A economia, entretanto, não se preocupa com princípios abstratos e leis gerais, mas com coisas materiais; trata diretamente com vagões reais carregados de carvão, colheitas reais de grãos, produção real de fábricas. O poder econômico em ação está sujeito a uma infinidade de crises imprevisíveis que afetam as coisas materiais; está sujeito às secas, a tempestades, a enchentes, a terremotos e pestes, à moda, a doenças, a insetos, a falhas mecânicas e ao desgaste do maquinário. E a economia participa dos pequenos detalhes da existência de uma pessoa – sua alimentação, bebida, trabalho, diversão e hábitos pessoais.

Governantes econômicos devem decidir sobre questões como: quantos metros de tecido devem ser usados num vestido de mulher? Batons devem ser permitidos? Existe valor econômico no chiclete? Há um ponto de vista perfeitamente válido segundo o qual toda a indústria de fumo é um desperdício econômico.

Todo o sistema de circulação da economia é afetado pelo número de pessoas que lavam atrás das orelhas. Esse assunto tão pessoal afeta a importação e produção de óleos vegetais; o uso de gordura de animais de fazenda; a manufatura de produtos químicos: perfumes, corantes; a construção ou o fechamento de fábricas de sabão, com consequentes mudanças no emprego nessas fábricas e no negócio da construção civil e indústrias pesadas e na demanda por matérias-primas e por trabalho na sua produção; e nos fretes e no uso de combustíveis, com seus efeitos sobre minas, campos de petróleo e transportes. Já falamos do sabão. Considere agora as toalhas de rosto que podem ou não ser usadas para lavar atrás das orelhas, com todos os efeitos dessa decisão sobre plantações de algodão ou linho e o trabalho, no campo e nas fábricas; descaroçadores de algodão e seus subprodutos das sementes de algodão: óleo, fertilizante ou alimento para o gado; e máquinas de fiação e tecelagem e suas demandas sobre a indústria do aço.

Todos esses fatores econômicos, e muitos outros, mudam se os hábitos pessoais de higiene mudam. Uma dieta de Hollywood ou uma paixão por quebra-cabeças têm resultados prodigiosos nos lugares mais remotos e inesperados. O fato de a criança, faminta ao voltar da escola, comer pão com manteiga ou doces é um assunto de importância econômica internacional.

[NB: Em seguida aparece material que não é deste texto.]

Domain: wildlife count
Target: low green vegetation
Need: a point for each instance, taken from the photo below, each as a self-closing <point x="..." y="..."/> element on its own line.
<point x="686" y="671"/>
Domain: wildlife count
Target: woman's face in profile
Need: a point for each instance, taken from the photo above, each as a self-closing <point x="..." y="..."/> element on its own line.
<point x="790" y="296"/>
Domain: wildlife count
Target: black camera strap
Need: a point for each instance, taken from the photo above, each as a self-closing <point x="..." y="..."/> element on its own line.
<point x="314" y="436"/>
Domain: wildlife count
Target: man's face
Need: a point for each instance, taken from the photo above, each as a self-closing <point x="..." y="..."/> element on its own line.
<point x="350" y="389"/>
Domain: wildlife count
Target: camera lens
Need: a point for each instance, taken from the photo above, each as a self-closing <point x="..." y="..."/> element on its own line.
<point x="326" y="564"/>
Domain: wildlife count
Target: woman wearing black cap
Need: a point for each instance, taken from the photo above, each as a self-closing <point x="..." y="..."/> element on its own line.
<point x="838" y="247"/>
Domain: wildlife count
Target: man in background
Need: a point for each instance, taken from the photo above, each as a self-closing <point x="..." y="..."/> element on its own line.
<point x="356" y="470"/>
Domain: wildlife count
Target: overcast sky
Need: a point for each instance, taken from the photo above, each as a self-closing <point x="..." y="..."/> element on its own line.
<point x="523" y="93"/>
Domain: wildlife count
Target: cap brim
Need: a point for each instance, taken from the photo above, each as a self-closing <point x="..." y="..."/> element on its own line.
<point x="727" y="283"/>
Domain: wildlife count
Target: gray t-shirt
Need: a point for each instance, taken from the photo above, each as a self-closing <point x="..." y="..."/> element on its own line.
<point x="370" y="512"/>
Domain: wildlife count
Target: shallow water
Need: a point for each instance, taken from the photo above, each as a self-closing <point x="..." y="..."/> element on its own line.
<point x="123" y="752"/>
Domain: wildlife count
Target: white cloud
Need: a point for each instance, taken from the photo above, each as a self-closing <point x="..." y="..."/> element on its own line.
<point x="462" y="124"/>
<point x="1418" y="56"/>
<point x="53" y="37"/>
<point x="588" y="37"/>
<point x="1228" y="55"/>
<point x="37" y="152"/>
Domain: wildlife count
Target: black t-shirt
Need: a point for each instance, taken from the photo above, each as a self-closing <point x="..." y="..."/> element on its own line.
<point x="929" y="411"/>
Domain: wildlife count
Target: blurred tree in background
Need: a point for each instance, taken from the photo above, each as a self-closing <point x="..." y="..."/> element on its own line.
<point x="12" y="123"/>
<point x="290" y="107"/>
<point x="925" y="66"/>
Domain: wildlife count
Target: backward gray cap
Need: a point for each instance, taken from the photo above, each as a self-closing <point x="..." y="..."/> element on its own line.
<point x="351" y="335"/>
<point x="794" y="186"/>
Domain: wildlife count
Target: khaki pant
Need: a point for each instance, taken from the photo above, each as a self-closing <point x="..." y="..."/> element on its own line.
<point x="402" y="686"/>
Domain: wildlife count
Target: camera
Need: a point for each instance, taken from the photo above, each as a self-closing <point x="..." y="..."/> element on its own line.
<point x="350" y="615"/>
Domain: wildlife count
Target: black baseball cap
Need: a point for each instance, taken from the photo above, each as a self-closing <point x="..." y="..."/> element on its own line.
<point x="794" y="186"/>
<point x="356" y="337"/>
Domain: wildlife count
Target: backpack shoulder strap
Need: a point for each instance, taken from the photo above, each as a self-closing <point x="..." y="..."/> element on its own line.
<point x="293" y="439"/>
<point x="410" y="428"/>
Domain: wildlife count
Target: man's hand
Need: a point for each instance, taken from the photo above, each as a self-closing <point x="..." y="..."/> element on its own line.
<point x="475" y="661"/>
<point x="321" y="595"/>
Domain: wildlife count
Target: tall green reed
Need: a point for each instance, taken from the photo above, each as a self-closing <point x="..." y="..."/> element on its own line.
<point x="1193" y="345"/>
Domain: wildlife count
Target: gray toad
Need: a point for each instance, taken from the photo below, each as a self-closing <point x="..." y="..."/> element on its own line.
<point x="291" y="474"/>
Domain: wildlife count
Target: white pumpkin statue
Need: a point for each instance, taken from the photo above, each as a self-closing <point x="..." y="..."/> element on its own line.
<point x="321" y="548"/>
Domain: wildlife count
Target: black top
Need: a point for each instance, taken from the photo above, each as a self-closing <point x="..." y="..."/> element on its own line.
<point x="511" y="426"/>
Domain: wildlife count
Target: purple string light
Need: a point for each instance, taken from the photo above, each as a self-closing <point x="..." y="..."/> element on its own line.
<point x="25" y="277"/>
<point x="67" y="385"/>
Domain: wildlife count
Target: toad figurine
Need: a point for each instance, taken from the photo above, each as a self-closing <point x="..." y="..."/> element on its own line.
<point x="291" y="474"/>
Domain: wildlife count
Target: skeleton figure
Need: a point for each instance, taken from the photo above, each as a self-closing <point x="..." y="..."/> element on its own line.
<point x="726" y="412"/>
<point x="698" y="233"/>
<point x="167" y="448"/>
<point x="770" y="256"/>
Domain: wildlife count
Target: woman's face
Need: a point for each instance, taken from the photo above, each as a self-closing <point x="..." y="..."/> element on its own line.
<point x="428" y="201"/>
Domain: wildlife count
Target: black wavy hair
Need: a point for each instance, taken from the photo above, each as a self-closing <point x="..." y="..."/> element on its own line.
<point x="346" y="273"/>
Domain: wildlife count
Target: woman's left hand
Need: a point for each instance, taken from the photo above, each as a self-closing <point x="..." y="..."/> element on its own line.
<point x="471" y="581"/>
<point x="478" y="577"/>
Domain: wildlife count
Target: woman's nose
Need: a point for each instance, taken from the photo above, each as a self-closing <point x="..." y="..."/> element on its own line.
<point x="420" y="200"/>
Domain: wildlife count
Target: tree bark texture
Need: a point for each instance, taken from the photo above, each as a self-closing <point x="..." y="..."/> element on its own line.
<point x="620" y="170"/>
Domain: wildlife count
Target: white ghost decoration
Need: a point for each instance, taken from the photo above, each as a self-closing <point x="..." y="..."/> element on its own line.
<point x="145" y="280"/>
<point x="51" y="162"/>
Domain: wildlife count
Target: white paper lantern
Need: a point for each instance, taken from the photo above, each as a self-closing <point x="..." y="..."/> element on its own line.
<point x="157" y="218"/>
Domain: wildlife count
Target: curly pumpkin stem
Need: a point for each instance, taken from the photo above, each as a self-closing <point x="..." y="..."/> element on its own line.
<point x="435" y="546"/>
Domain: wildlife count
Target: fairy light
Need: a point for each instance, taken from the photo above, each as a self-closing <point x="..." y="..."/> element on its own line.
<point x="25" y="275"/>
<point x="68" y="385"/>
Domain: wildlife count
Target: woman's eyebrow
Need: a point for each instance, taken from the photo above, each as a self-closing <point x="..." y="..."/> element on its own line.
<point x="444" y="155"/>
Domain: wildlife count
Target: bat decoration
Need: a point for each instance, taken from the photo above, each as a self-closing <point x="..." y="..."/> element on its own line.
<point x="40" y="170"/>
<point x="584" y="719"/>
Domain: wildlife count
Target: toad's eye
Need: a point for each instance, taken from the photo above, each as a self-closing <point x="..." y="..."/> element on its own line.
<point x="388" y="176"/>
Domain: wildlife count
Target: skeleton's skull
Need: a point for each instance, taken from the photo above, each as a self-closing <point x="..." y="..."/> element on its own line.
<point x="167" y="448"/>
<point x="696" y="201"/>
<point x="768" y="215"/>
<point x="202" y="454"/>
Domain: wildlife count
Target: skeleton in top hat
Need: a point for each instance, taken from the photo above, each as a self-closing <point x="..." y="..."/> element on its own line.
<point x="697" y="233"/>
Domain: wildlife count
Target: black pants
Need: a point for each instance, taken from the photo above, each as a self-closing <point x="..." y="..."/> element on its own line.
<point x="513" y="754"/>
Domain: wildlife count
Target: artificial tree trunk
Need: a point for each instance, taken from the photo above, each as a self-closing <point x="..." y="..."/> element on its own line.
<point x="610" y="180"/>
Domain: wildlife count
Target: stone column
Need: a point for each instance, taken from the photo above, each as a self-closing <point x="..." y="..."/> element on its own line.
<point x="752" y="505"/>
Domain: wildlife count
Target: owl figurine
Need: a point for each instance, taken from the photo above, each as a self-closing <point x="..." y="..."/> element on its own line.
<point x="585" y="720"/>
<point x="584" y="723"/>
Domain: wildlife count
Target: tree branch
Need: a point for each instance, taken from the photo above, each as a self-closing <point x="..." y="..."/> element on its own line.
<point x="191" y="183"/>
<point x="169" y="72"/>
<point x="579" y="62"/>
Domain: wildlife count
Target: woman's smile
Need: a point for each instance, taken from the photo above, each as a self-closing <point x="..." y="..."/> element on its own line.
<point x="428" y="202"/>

O controle centralizado da economia sobre multidões de seres humanos precisa, portanto, ser contínuo e flexível de uma maneira sobre-humana, além de ser autocrático. Um governo assim precisa de um fluxo rápido de decretos emitidos apressadamente para responder em tempo a eventos que somem no passado, antes que possam ser relatados, organizados, analisados e considerados e será obrigado a usar a coerção. No esforço de ser bem-sucedido, o controle terá de se tornar rigoroso e minucioso sobre pequenos detalhes da vida individual, de uma maneira que ninguém aceitaria sem coerção. Não pode ser submetido a verificações, revogações e remoções de pessoas no poder que as maiorias podem provocar nas repúblicas.